Той первой ранней весной (весна здесь наступает в начале февраля), когда в нашем каменном доме было холодно, когда то сыпала снежная крупа, то солнце заставляло первые весенние стебли развернуться и налиться соком среди сухой травы, я не знал, куда себя деть; поднимался на вершину горы, ложился на сухую траву, лежал и смотрел на Субазио, которая все равно была выше. Ветер выл в чащах. Пару раз я видел внизу, в дубовой роще, стайку черных кабанов на выпасе. Мой сосед, бывший мафиози, держит трюфельный бизнес; при первой нашей с Андреа попытке размежевания сосед неистово жульничал и даже попытался подать в суд, но Андреа железной рукой свел его попытки на нет.
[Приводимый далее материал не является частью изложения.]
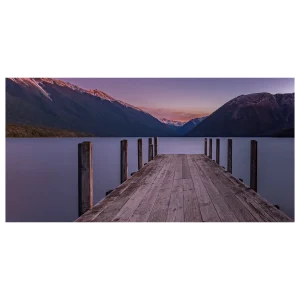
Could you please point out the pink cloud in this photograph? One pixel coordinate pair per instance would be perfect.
(174, 114)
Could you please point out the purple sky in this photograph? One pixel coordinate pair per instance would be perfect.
(182, 98)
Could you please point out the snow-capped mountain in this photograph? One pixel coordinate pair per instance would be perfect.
(259, 114)
(59, 104)
(172, 122)
(188, 126)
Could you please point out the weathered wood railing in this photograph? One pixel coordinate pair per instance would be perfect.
(253, 158)
(85, 169)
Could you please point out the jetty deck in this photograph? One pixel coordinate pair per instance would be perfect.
(183, 188)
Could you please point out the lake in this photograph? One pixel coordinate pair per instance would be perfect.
(41, 174)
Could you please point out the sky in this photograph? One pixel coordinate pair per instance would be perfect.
(182, 99)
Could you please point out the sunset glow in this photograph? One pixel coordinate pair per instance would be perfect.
(182, 99)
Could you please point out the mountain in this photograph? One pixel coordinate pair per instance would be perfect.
(260, 114)
(289, 132)
(172, 122)
(188, 126)
(58, 104)
(18, 130)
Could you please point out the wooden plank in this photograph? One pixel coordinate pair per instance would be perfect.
(131, 205)
(155, 146)
(110, 211)
(218, 151)
(229, 155)
(224, 212)
(169, 178)
(253, 166)
(85, 177)
(140, 153)
(186, 173)
(190, 203)
(219, 172)
(149, 148)
(159, 210)
(143, 210)
(239, 209)
(124, 160)
(175, 209)
(179, 162)
(266, 208)
(207, 209)
(151, 151)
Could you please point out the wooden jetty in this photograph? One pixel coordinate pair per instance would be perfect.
(176, 188)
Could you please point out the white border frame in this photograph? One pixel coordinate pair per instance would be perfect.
(159, 77)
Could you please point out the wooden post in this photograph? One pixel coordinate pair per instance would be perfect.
(218, 151)
(155, 146)
(140, 153)
(124, 160)
(149, 148)
(151, 152)
(210, 149)
(85, 177)
(229, 156)
(253, 165)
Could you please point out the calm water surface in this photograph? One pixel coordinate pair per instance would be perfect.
(41, 174)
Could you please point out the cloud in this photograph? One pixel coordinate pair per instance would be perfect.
(172, 114)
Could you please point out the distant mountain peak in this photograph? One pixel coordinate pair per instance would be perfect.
(254, 114)
(172, 122)
(39, 83)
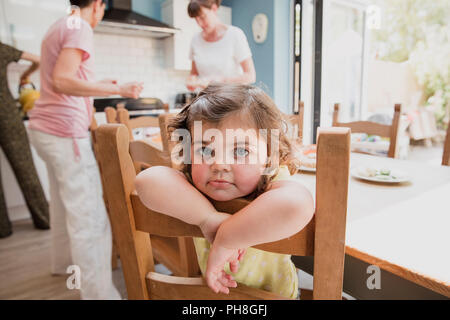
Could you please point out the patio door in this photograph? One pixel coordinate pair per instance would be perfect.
(344, 50)
(330, 61)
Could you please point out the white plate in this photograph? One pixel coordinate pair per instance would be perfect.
(396, 176)
(307, 169)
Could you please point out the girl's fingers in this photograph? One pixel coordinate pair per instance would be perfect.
(227, 281)
(234, 266)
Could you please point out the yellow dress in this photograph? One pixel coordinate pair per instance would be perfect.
(260, 269)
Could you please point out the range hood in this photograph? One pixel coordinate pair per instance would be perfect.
(120, 19)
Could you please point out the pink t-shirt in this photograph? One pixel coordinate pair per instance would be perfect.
(59, 114)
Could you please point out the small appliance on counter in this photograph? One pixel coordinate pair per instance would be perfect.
(136, 107)
(184, 98)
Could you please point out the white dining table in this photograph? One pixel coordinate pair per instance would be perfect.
(403, 228)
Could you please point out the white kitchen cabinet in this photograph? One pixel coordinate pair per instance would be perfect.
(25, 22)
(174, 13)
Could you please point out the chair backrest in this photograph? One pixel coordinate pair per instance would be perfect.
(323, 237)
(446, 155)
(111, 115)
(295, 124)
(373, 128)
(140, 122)
(164, 120)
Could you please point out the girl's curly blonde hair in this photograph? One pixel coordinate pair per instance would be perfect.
(219, 101)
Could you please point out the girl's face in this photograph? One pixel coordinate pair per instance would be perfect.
(231, 168)
(207, 19)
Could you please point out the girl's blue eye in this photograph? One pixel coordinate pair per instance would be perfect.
(206, 151)
(241, 152)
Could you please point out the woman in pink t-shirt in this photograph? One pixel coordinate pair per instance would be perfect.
(59, 130)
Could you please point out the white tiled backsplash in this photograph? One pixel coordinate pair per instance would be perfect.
(125, 59)
(142, 59)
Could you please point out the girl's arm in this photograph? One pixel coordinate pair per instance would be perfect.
(65, 80)
(280, 212)
(35, 60)
(283, 210)
(167, 190)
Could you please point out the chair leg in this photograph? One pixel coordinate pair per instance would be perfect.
(114, 256)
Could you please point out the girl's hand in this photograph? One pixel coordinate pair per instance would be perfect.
(216, 277)
(109, 81)
(24, 79)
(212, 223)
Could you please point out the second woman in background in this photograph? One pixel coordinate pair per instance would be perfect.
(219, 53)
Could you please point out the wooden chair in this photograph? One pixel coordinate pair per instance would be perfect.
(323, 237)
(373, 128)
(295, 124)
(177, 254)
(93, 128)
(111, 115)
(446, 155)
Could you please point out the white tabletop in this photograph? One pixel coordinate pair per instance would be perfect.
(405, 224)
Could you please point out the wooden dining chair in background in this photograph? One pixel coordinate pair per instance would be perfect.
(93, 128)
(111, 115)
(323, 237)
(446, 155)
(177, 254)
(295, 124)
(373, 128)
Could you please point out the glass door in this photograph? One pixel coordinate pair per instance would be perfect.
(344, 48)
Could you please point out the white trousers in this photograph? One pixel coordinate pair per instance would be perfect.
(80, 228)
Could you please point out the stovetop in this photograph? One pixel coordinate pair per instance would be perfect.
(130, 104)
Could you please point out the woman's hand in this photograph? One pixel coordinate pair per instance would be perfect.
(216, 277)
(131, 90)
(193, 82)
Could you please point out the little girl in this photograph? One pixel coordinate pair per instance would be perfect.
(279, 208)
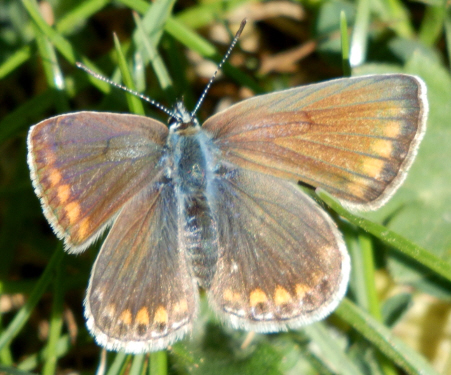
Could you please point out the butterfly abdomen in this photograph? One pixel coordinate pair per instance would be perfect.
(193, 172)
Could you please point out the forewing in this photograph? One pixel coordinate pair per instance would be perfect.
(86, 165)
(283, 263)
(141, 295)
(354, 137)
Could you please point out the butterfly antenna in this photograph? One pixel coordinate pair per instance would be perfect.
(122, 87)
(226, 56)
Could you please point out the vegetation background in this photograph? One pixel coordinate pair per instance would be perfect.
(396, 317)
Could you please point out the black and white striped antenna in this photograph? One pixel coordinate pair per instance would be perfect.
(161, 107)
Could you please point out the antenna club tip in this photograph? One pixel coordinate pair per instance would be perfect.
(240, 30)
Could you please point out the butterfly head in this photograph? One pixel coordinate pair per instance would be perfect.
(181, 119)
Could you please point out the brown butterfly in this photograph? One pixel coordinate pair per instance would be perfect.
(218, 205)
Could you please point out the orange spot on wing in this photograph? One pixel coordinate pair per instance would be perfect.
(126, 317)
(302, 290)
(281, 296)
(257, 296)
(161, 315)
(181, 306)
(55, 177)
(63, 193)
(73, 212)
(143, 316)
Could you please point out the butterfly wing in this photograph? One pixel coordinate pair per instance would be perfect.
(142, 295)
(354, 137)
(86, 165)
(283, 263)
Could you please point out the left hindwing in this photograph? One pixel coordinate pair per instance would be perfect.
(142, 296)
(282, 260)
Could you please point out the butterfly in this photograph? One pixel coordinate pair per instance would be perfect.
(218, 205)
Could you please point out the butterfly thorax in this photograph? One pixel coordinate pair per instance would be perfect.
(191, 166)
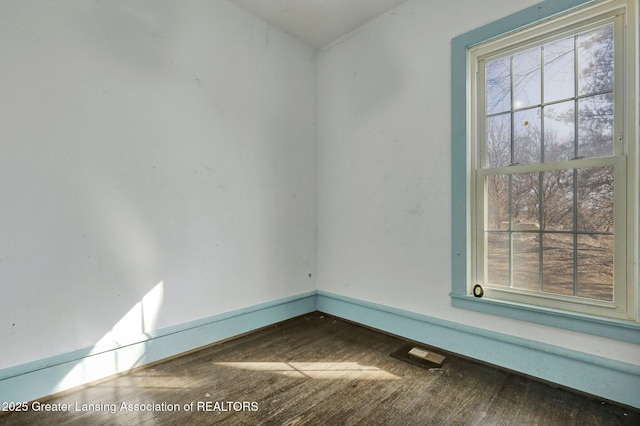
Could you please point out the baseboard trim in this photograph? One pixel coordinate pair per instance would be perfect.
(597, 376)
(38, 379)
(601, 377)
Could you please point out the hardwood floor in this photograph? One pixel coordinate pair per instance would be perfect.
(319, 370)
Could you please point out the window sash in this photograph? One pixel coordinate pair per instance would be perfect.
(623, 294)
(618, 306)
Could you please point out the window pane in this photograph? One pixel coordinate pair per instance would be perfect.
(526, 136)
(595, 199)
(524, 204)
(498, 258)
(595, 61)
(595, 267)
(595, 126)
(557, 261)
(498, 149)
(526, 261)
(559, 132)
(498, 202)
(526, 78)
(498, 86)
(557, 198)
(559, 70)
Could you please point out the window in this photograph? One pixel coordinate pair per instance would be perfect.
(551, 162)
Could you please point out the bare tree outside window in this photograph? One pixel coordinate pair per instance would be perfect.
(551, 230)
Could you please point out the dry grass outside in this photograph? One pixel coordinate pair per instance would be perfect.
(594, 265)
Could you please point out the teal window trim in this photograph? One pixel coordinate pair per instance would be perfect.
(460, 297)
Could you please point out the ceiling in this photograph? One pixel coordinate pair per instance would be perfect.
(317, 22)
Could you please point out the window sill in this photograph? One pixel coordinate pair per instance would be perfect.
(627, 331)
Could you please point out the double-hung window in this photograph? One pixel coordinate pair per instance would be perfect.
(552, 163)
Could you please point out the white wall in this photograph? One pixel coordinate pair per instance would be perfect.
(158, 148)
(384, 168)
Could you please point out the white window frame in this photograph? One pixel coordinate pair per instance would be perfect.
(623, 14)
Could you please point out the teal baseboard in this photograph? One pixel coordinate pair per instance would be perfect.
(34, 380)
(600, 377)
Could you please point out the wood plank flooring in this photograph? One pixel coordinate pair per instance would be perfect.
(320, 370)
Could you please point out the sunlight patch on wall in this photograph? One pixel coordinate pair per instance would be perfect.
(111, 354)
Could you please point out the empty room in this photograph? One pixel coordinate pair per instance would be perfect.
(319, 212)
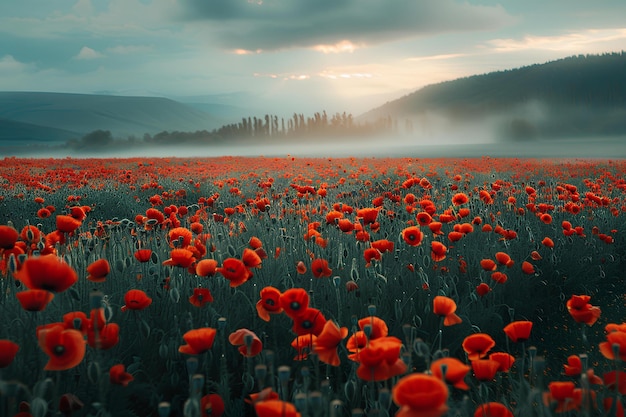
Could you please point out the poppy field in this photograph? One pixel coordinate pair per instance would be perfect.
(313, 287)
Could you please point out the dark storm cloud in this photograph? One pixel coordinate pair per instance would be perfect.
(282, 24)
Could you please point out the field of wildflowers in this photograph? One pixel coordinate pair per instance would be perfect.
(312, 287)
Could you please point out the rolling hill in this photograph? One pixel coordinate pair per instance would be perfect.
(571, 97)
(45, 117)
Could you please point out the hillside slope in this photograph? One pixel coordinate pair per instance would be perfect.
(83, 113)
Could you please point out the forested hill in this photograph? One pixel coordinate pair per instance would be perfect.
(575, 95)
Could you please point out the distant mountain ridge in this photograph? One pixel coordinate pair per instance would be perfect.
(575, 96)
(40, 116)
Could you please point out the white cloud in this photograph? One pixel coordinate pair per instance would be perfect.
(86, 53)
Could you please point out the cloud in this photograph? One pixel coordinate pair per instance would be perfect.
(87, 53)
(282, 24)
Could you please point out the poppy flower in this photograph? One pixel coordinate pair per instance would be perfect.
(326, 343)
(310, 321)
(212, 405)
(574, 366)
(235, 271)
(454, 373)
(47, 272)
(518, 331)
(275, 408)
(412, 235)
(459, 199)
(34, 300)
(445, 307)
(64, 347)
(8, 350)
(198, 341)
(251, 259)
(200, 297)
(67, 224)
(104, 338)
(485, 369)
(98, 270)
(8, 237)
(180, 237)
(143, 255)
(581, 311)
(320, 269)
(615, 339)
(136, 300)
(206, 268)
(180, 257)
(380, 359)
(249, 343)
(477, 345)
(119, 376)
(492, 409)
(504, 359)
(438, 251)
(294, 301)
(420, 395)
(269, 303)
(371, 254)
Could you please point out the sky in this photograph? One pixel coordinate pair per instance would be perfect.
(286, 56)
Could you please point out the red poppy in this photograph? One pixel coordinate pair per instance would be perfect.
(64, 347)
(269, 303)
(98, 270)
(143, 255)
(485, 369)
(275, 408)
(34, 300)
(581, 311)
(518, 331)
(200, 297)
(294, 301)
(420, 395)
(310, 321)
(234, 271)
(326, 343)
(206, 267)
(477, 345)
(104, 338)
(8, 350)
(67, 224)
(451, 371)
(249, 343)
(504, 359)
(8, 237)
(136, 300)
(412, 235)
(198, 341)
(119, 376)
(250, 258)
(180, 237)
(47, 272)
(445, 307)
(438, 251)
(212, 405)
(492, 409)
(180, 257)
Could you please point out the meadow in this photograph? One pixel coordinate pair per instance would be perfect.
(316, 287)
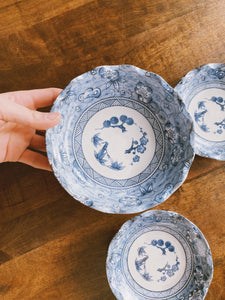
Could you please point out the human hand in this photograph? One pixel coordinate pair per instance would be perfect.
(19, 121)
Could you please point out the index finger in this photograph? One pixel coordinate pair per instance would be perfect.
(34, 99)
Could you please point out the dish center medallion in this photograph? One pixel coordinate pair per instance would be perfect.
(118, 142)
(207, 109)
(156, 261)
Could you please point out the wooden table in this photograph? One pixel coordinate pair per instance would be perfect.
(51, 246)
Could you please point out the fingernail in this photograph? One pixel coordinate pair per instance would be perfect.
(52, 116)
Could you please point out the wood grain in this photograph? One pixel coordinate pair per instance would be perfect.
(51, 246)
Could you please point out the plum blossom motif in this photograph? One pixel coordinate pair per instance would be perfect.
(137, 146)
(167, 271)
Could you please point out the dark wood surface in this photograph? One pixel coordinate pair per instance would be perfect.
(51, 246)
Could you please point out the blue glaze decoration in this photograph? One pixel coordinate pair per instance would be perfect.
(202, 90)
(124, 141)
(176, 264)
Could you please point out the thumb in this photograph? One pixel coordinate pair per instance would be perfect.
(16, 113)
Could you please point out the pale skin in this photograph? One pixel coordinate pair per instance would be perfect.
(19, 120)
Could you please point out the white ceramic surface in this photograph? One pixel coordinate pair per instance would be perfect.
(159, 255)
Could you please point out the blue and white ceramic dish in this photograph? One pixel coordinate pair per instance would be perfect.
(203, 92)
(124, 143)
(159, 255)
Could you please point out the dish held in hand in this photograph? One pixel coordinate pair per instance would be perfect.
(203, 92)
(159, 255)
(124, 142)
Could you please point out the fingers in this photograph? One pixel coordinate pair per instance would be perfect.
(13, 112)
(38, 143)
(35, 160)
(33, 98)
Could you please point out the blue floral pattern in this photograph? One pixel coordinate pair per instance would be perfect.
(167, 271)
(198, 272)
(141, 91)
(204, 78)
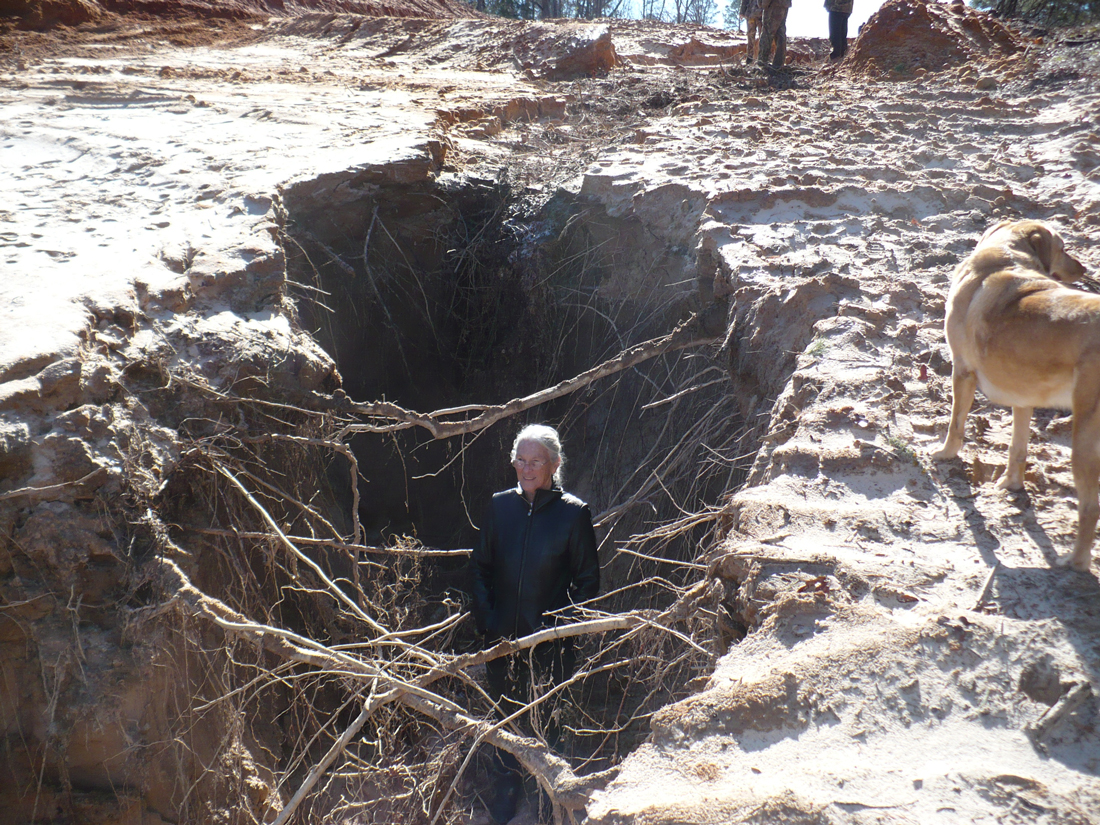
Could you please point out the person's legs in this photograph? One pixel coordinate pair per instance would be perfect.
(773, 32)
(781, 42)
(751, 34)
(838, 33)
(507, 685)
(554, 662)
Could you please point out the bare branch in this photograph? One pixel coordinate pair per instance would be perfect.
(391, 417)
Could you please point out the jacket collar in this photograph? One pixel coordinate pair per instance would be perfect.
(542, 497)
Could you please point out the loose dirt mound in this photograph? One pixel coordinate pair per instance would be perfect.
(45, 13)
(904, 35)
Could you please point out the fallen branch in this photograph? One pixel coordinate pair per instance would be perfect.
(397, 418)
(48, 488)
(1069, 702)
(565, 789)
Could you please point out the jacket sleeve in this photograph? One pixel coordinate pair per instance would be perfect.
(583, 560)
(481, 571)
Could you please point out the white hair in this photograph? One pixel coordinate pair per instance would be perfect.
(548, 437)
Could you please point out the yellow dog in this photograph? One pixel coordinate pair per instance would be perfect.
(1029, 341)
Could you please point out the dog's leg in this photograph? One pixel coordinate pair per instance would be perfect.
(1013, 477)
(964, 384)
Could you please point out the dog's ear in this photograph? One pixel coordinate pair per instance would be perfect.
(1042, 240)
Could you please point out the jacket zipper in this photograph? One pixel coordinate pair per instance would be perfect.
(523, 567)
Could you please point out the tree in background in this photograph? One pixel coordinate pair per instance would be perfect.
(1044, 12)
(732, 15)
(700, 12)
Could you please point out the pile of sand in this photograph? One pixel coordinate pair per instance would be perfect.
(48, 13)
(905, 35)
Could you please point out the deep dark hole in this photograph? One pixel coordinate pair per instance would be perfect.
(437, 296)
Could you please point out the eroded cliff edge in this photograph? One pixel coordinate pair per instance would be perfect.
(910, 650)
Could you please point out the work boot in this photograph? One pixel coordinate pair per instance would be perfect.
(505, 800)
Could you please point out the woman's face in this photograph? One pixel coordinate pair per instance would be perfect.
(535, 468)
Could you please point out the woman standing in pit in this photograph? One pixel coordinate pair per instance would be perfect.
(536, 556)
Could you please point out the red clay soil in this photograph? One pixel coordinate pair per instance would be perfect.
(905, 35)
(48, 13)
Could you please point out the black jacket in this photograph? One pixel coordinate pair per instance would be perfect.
(531, 558)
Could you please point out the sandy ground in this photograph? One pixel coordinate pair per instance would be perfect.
(910, 631)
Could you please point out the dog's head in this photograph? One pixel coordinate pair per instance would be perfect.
(1041, 242)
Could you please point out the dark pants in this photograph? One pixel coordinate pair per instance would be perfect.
(510, 683)
(838, 33)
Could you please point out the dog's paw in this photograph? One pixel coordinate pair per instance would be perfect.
(1075, 561)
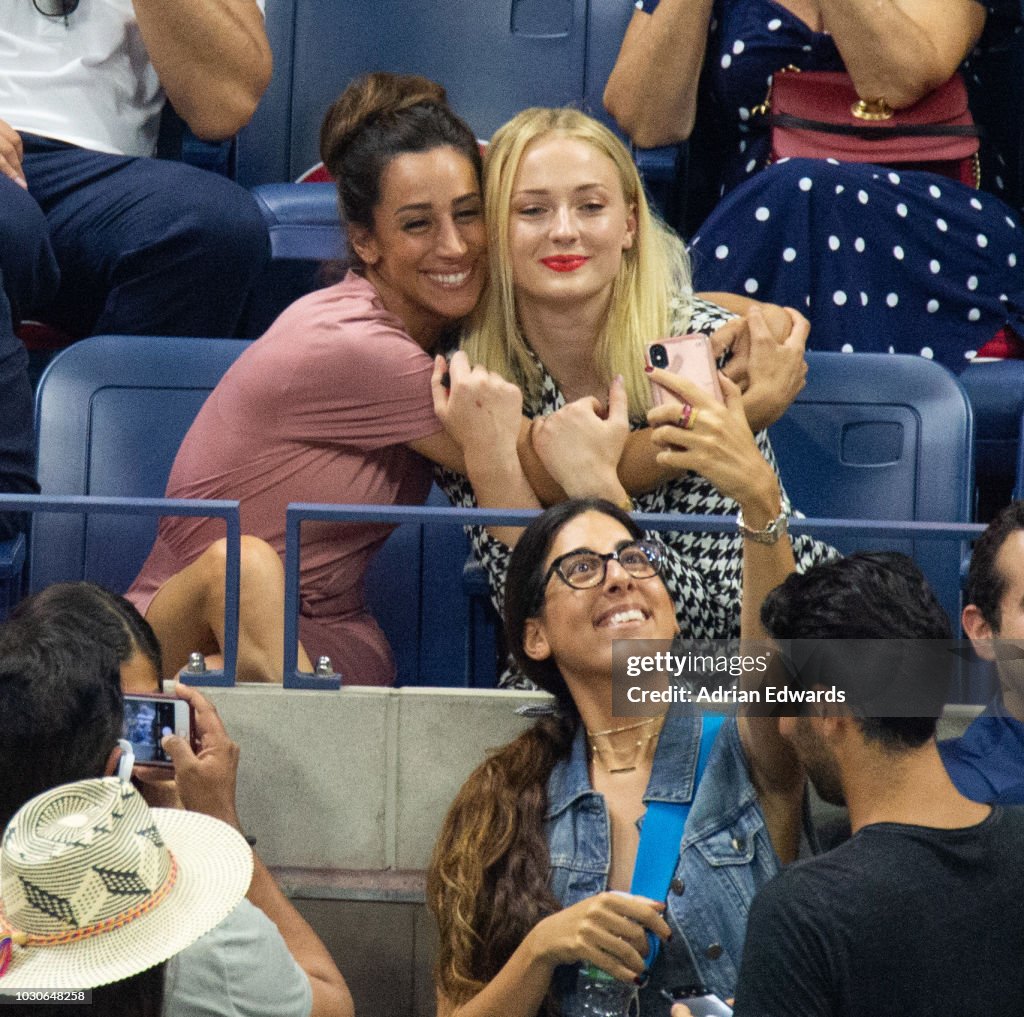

Прочие соседи: пара фермеров (километрах в шести-семи от нас), патентованная ведьма в маленьком домике на вершине другой горы, пониже (в двух километрах), хипповый ретрит (километрах в десяти в другую сторону). По грунтовке можно выехать на асфальтовое однополосное шоссе (в двух километрах), двигаться по которому следует со скоростью не более сорока из-за постоянных серпантинов. Да, и церковь, близ которой Франциск получил свои стигматы: тоже километрах в четырех по прямой – моя жена проложила к ней тропу сквозь буреломы. Все это густо заросло лесом и располагается вертикально, перпендикулярно, под непредсказуемыми углами, вечно за поворотом, вечно на откосе. Под вывеской придорожного супермаркета таился рынок, где бутылки с грубым оливковым маслом были заткнуты резинками детских сосок. На блошином рынке Лука (до странности итальянское имя) приобрел старинный штампик из пластмассы на картоне, которым можно было оттиснуть расплывчатый, но узнаваемый Дуомо. Мы с женой (уже не первой, но третьей, четвертой весной) скупали на рынках всё – мелкотравчатые блюда, гнутые стулья, бледно-хрупкие зеркала; нас узнавали, нас подзывали и показывали то, что должно было нам понравиться. Иногда мне казалось, что я попал в пятидесятые, лет за десять до своего рождения. На Рождество здесь всегда выпадал снег; он не выпадал ни в Риме, ни на Тразимено, ни даже во Флоренции – здесь, в сердце Умбрии, держался микроклимат прежних, далеких и давних дней, а может быть, время здесь проходило так, как только и может выдержать сердце. Не знаю, что еще сказать.